Zurzeit schau ich die Let's Plays von Tobuscus ...
Ich könnte mich da immer bepissen vor lachen 

Seine kommentare sind meistens so dumm wie der Vater von Family Guy ^^


----------



## ChaoZ (1. August 2011)

Ich schaue Terraria von Pwngy, um mal in das Spiel hereinzukommen.


----------



## böhser onkel (1. August 2011)

Ich hab das bisher noch nie geschaut


----------



## K-putt (1. August 2011)

dann schau mal tobuscus 
englisch kenntnisse sollte man aber schon mitbringen ^^

https://www.youtube.com/watch?v=2glj81n4W3g


----------



## Koyote (2. August 2011)

Nein, finde ich ziemlich sinnlos sich anzusehen wie jemand spielt


----------



## Re4dt (2. August 2011)

Ich schaue nur Gronkh seine LP's an. (Nur seine MC Lp's) 
Germanletsfail garnicht mehr da er nur noch aufs Geld fixiert ist und miserabel spielt.


----------



## fac3l3ss (2. August 2011)

Noimie schrieb:


> (...)


 Der ist ganz nice... Aber beim Video hätt ich vor der Tür gespeichert und immer das Schloss aufgebrochen 



Re4dt schrieb:


> Ich schaue nur Gronkh seine LP's an. (Nur seine MC Lp's)
> *Germanletsfail garnicht mehr da er nur noch aufs Geld fixiert ist und miserabel spielt.*


 Miserabel spielt? Das ist wayne, nicht jeder ist CSS-Pro und es geht um den Spaß! 
Aber ansonsten hast du vollkommen Recht,  für den deutschen Fail. Fremdschämen notFTW.
Illegal ist der BTW auch:
https://www.youtube.com/watch?v=tA7_rtjrJO8
(automatisch Klicks auf Werbung)


MfG
fac3l3ss


----------



## Vicblau (11. Januar 2013)

Reviewgamex mit Fokus auf Strategiespiele

ReviewGameX - Der Kanal für alle Strategie-Freunde - YouTube


----------



## Fexzz (11. Januar 2013)

Im Moment wieder mehr, ja. Hauptsächlich Dota 2 von Purge und Dwarf Fortress und Evil Genius von Gerugon. (Kleinerer Lets Player aber mit einer unglaublichen Stimme.)


----------



## Atomtoaster (11. Januar 2013)

Nein brauch ich nicht.
Bevor ich mir Leute beim spielen anschaue, spiele ich lieber selber.


----------



## Vicblau (11. Januar 2013)

Dann verstehst du den Sinn dahinter nicht.. 
Normalerweise guckt man ein Lets Play um sich über ein Spiel zu Informieren damit man nicht die Katze im Sack kauft.
Ein guter Kommentator macht auch einen auf "Erklärbär" und zockt nicht nur stumm vor sich hin.


----------



## Sieben (15. Januar 2013)

Die Amnesia-Let's Play von Faceless fand ich echt unterhaltsam, konnte man gut mitfiebern 

Ansonsten schau ich mir hin und wieder gerne welche von PewDiePie an, obwohl man das schon als Kommerz abstempeln kann, aber ich finde den Typen doch sehr charismatisch.

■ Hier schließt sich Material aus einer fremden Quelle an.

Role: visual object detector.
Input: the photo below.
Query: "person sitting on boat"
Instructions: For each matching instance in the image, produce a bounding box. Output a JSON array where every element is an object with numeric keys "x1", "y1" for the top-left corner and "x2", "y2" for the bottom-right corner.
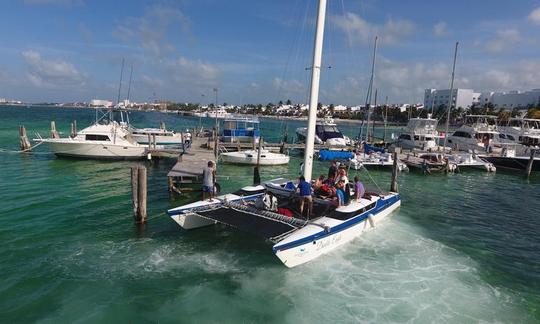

Mein Favorit ist immer noch Robbaz. Da pack ich mich gerne mal weg bei seinen Sprüchen  Ist aber nicht Allerweltsgeschmack... für mich persönlich trifft er aber genau meinen Humor^^

Edit: Ich schaue sie mir gerne an, da ich nicht Geld für jedes Spiel habe bzw. nicht jede Konsole besitze. Oder ich mir keinen Landwirtsschaftssimulator zulegen möchte. Nach so einem Lets Play bin ich aber meistens schon echt angefixt einfach loszulaufen und mir son Teil zuzulegen


----------



## SpotlightXFX (15. Januar 2013)

Ich schau gerne NoobMitHoot und die PietSmiet Truppe an , weil sie mich einfach zum Lachen bringen  Gronkh war früher der Hit , aber  jetzt nemer so. 


Greeetzz


----------



## norse (15. Januar 2013)

schau ich mir sehr gerne an, gibt schon lustige typen die da was spielen  am liebsten iwelche Slender Games oder ka..Saw, Project Cars.  ganz interessant !


----------



## Shiny49 (15. Januar 2013)

Höchstens, wenn ich schauen will, wie ein Spiel so ist. Anderenfalls eher nicht. Da spiele ich lieber selber.


----------



## Jan565 (16. Januar 2013)

Hin und wieder klar. Aber jetzt nicht sowas wie Mincraft wo Gronkh schon über 900 folgen hat. Sowas würde ich mir nicht ansehen. Aber wenn es solche Spiele sind wie Final Fantasy oder so wo ich auch noch ein Paar Tipps gerne annehme, dann auf jeden Fall. 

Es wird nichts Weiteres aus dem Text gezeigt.